Hurricane Threat to U.S. Gulf Oil, Natural Gas Output Fades to Almost Zero

The hurricane threat to oil and gas development areas in the Gulf of Mexico is fading and may almost be over for the year, meteorologists said.

With the onset of the Northern Hemisphere’s autumn, weather patterns change, shielding the western Gulf of Mexico from storms forming in the Atlantic. More than 30 percent of U.S. oil and 10 percent of gas production are in the Gulf, most in the area from Mississippi to Texas.

“Essentially, the 2010 hurricane season is over for the Gulf energy production region,” said Jim Rouiller, senior energy meteorologist at commercial forecaster Planalytics Inc. in Berwyn, Pennsylvania. While storms may yet emerge, “virtually no threat remains for a damage-producing hurricane to hit the densely populated rig, platform and refinery facilities.”

Sixteen storms with winds of at least 39 miles (63 kilometers) per hour have formed in the Atlantic so far this year, more than the 11 considered average by the National Hurricane Center. None has made a direct strike on U.S. oil and gas fields. The site of the BP Plc oil spill has been spared as well.

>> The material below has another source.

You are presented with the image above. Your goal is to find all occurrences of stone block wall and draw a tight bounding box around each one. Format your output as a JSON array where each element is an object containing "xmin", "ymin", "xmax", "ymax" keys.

“What has been a surprise is that we haven’t had a major hurricane hit the U.S., period,” said Andy Lipow, president of Lipow Oil Associates LLP in Houston.

Inventories Up

As the hurricane season winds down to its final six weeks, petroleum inventories are above where they were last year, Lipow said. Crude oil is up about 6.7 percent from last year, gasoline is up 4 percent and distillates have risen about 1 percent, he said.

Lipow agrees the Gulf may have dodged this year’s threat. So far, only Tropical Storm Bonnie, which had top winds of 40 mph, has made a direct strike on the U.S. Bonnie rode across southern Florida before dissipating in the Gulf of Mexico.

Hurricane Alex and Tropical Storm Hermine struck just south of the Texas border in Mexico. Both storms caused major flooding in the two countries.

Those two systems may be as close as any will get to the U.S. oil and gas fields this year.

“As the fall and winter come on, the steering currents just aren’t right for the storms to move out of the Caribbean and go west, they tend to go north or northeast,” said William Gray, the Colorado State University professor who pioneered hurricane seasonal forecasting. “As a result you tend to get late-season storms in Florida and along the East Coast but in the Gulf, generally not.”

Cold Fronts

As the Northern Hemisphere gets deeper into fall, cold fronts begin to move into the Gulf of Mexico and knock any potential hurricanes out of the area, said Thomas Downs, a meteorologist at Weather 2000 Inc. in New York.

“Think of the cold front as a baseball bat and the storm as a ball,” Down said. “They just whack that ball out to sea.”

After the second week of October, the chances of a major hurricane hitting Texas are just about zero, he said.

However, it isn’t impossible for a storm to strike in October, said Jill Hasling, president of the Weather Research Center in Houston. The cold fronts that block storms trying to get into the Gulf from the Atlantic can themselves spawn storms, she said.

1989 Exception

Hurricane Jerry grew out of the Gulf in October 12-16, 1989, and struck Galveston Island as a Category 1 hurricane, the weakest on the five-step Saffir-Simpson Scale, killing three people and causing about $70 million in damage, according to hurricane center records.

While Florida and the eastern Gulf may still have to contend with a storm rising out of the Caribbean, it is doubtful this year will produce a repeat of 1989, Rouiller said.

“I still feel pretty good about that,” Rouiller said. “There is high pressure and dry air prevailing over a large part of the Gulf and the threat from a damaging Category 1 or Category 2 hurricane is just not there anymore.”

Gray said many storms will develop in the Caribbean at the beginning of a season and at the end. In the middle, from about Aug. 20 to the beginning of October, storms are more likely to grow in the central Atlantic from an area bounded by the Lesser Antilles in the west and Cape Verde in the east, he said.

Those storms tend to be among the most powerful, said Gray from his Fort Collins, Colorado, office. Late-season Caribbean storms usually aren’t as strong.

However, in 2008, Hurricane Paloma, which formed in the Caribbean off the coast of Nicaragua, attained Category 4 strength and was the second-strongest hurricane to form in November on record. Paloma struck Cuba and weakened to a tropical storm before moving through the eastern Gulf of Mexico near Florida.

Hasling said it’s important to remember that the hurricane season doesn’t end until Nov. 30 and the area has to be watched.

“And then we have to start planning for next year because it will be here before we know it,” she said.